A new study shows that giant Mongolian camels were hunted and eaten by archaic humans before they went extinct about 27,000 years ago. Scientists found the fossils of the 10ft-tall camels in Tsagaan Agui Cave in the Gobi Altai Mountains of southwestern Mongolia.
The fossilized remains of the extinct species (Camelus knoblochi) show signs of butchery from humans who likely extracted protein-rich bone marrow, and hyenas gnawing it, MailOnline reported. The team believes that humans hunting the 2,200-pound camel significantly contributed to their extinction aside from the widely accepted climate change as its cause of demise.
Extinction by Being Less Tolerant of Desertification
Neanderthals once lived in Europe, and Western Asia about 400,000 to 40,000 years ago, while Denisovans were believed to live in Asia about 80,000 years ago. Study author Dr. John W. Olsen from the University of Arizona's School of Anthropology said that the study shows that Camelus knoblochi persisted in Mongolia until the climactic and environmental shift that caused its extinction.
The study, titled "First Documented Camelus Knoblochi Nehring (1901) And Fossil Camelus Ferus Przewalski (1878) From Late Pleistocene Archaeological Contexts in Mongolia" published in the journal Frontiers in Earth Science, indicates that the giant camel lived in the mountains and lowland steppe regions where it is less dry than those of their modern relatives.

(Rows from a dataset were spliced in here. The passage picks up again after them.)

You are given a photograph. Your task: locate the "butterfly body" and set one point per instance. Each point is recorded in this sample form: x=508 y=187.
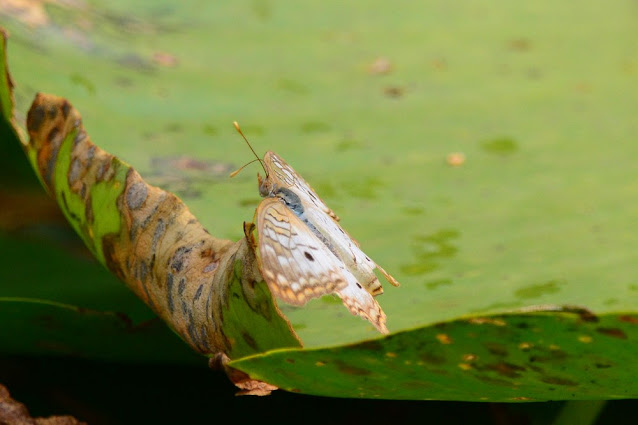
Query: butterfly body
x=305 y=253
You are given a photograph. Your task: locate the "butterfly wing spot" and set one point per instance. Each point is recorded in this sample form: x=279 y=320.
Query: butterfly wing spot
x=361 y=303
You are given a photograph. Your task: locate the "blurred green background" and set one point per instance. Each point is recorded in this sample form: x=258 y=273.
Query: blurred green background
x=366 y=100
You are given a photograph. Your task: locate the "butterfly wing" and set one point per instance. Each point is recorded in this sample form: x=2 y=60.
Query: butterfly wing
x=297 y=265
x=282 y=174
x=294 y=262
x=348 y=251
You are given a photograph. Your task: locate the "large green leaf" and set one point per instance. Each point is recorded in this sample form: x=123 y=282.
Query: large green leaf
x=540 y=212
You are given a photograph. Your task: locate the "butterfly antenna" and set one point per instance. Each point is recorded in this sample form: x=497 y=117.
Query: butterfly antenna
x=234 y=173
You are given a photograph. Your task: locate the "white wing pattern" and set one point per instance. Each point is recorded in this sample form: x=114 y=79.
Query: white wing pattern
x=305 y=253
x=297 y=266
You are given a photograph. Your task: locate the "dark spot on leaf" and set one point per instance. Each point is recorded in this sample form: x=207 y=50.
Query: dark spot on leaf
x=249 y=340
x=52 y=112
x=66 y=107
x=198 y=293
x=52 y=134
x=539 y=289
x=369 y=346
x=136 y=195
x=35 y=118
x=613 y=332
x=558 y=381
x=505 y=369
x=496 y=349
x=495 y=381
x=177 y=261
x=169 y=293
x=432 y=358
x=629 y=319
x=352 y=370
x=394 y=92
x=74 y=171
x=501 y=146
x=315 y=127
x=209 y=268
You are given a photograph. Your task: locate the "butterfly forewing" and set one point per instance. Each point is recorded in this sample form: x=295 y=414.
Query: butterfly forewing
x=296 y=265
x=304 y=252
x=282 y=174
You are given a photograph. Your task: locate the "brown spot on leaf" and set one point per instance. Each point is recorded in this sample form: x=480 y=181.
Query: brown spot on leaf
x=613 y=332
x=505 y=369
x=352 y=370
x=558 y=381
x=136 y=195
x=629 y=319
x=35 y=118
x=496 y=349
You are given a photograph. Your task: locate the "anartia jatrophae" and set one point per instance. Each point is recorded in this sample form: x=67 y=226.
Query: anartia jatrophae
x=304 y=252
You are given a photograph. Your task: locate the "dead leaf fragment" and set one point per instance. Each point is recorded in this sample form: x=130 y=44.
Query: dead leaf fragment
x=13 y=412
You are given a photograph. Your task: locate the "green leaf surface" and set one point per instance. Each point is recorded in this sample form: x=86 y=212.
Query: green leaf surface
x=509 y=358
x=540 y=212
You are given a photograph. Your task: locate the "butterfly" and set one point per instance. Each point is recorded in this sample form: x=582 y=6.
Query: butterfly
x=303 y=251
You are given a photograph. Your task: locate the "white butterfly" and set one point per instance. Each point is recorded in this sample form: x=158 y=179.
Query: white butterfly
x=304 y=253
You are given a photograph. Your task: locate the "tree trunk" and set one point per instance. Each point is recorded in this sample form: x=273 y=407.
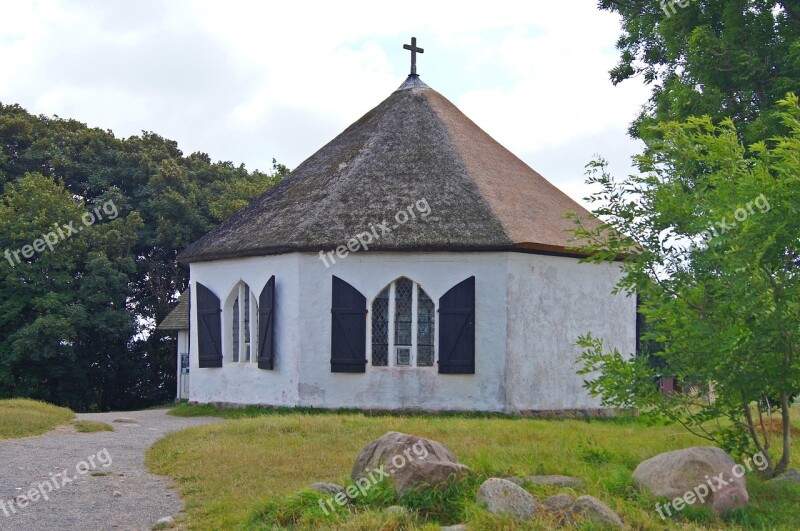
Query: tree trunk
x=751 y=428
x=786 y=417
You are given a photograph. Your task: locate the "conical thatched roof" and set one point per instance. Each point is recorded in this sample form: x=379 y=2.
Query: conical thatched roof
x=414 y=146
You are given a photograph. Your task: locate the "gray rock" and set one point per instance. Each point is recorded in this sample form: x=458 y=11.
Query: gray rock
x=792 y=475
x=592 y=509
x=560 y=503
x=686 y=473
x=410 y=461
x=331 y=489
x=500 y=496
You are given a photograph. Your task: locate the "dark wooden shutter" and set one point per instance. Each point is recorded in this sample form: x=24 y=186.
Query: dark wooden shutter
x=348 y=328
x=209 y=324
x=457 y=329
x=266 y=326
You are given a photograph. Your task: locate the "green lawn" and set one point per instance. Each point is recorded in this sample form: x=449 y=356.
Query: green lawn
x=21 y=417
x=91 y=426
x=241 y=473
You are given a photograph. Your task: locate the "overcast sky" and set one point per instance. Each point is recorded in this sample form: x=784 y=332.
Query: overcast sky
x=249 y=81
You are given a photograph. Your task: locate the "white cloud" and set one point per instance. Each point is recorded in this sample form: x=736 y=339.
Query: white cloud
x=247 y=81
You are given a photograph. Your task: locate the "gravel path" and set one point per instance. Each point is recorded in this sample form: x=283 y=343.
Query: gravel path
x=114 y=490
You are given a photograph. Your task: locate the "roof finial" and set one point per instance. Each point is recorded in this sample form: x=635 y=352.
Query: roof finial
x=414 y=52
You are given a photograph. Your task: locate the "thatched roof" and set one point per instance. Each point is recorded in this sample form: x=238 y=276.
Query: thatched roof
x=178 y=318
x=414 y=146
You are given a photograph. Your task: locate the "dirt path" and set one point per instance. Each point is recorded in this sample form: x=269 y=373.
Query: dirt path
x=90 y=480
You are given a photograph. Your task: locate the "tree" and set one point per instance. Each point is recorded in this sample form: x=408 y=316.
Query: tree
x=722 y=58
x=708 y=235
x=75 y=322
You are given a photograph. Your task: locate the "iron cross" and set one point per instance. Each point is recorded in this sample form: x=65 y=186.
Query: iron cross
x=414 y=52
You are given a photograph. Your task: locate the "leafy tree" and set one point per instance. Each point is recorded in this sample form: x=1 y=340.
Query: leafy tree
x=722 y=58
x=76 y=322
x=708 y=233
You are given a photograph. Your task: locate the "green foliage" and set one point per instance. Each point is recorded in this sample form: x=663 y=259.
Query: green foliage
x=709 y=234
x=75 y=320
x=722 y=58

But when climate change hit and adversely affected their environment, the authors concluded that C. knoblochi was unable to tolerate the desertification than C. ferus, the domestic Bactrian camel (Camelus bactrianus), and the domestic Arabian camel (Camelus dromedarius).
During the late Pleistocene era, Mongolia's environment has become drier and finally became a desert. Although some of the species may have lingered towards the end, especially in the milder forest-steppe and further north in neighboring Siberia, it was still not enough and their species ceased to exist.
Paleobiologist Dr. Alexey Klementiev from the Russian Academy of Sciences' Siberian Branch, said that the team concludes that C. knoblochi became extinct in Mongolia and Asia about 27,000 years ago at the end of Marine Isotope Stage 3 mainly due to climate change that triggered the desertification of the environment.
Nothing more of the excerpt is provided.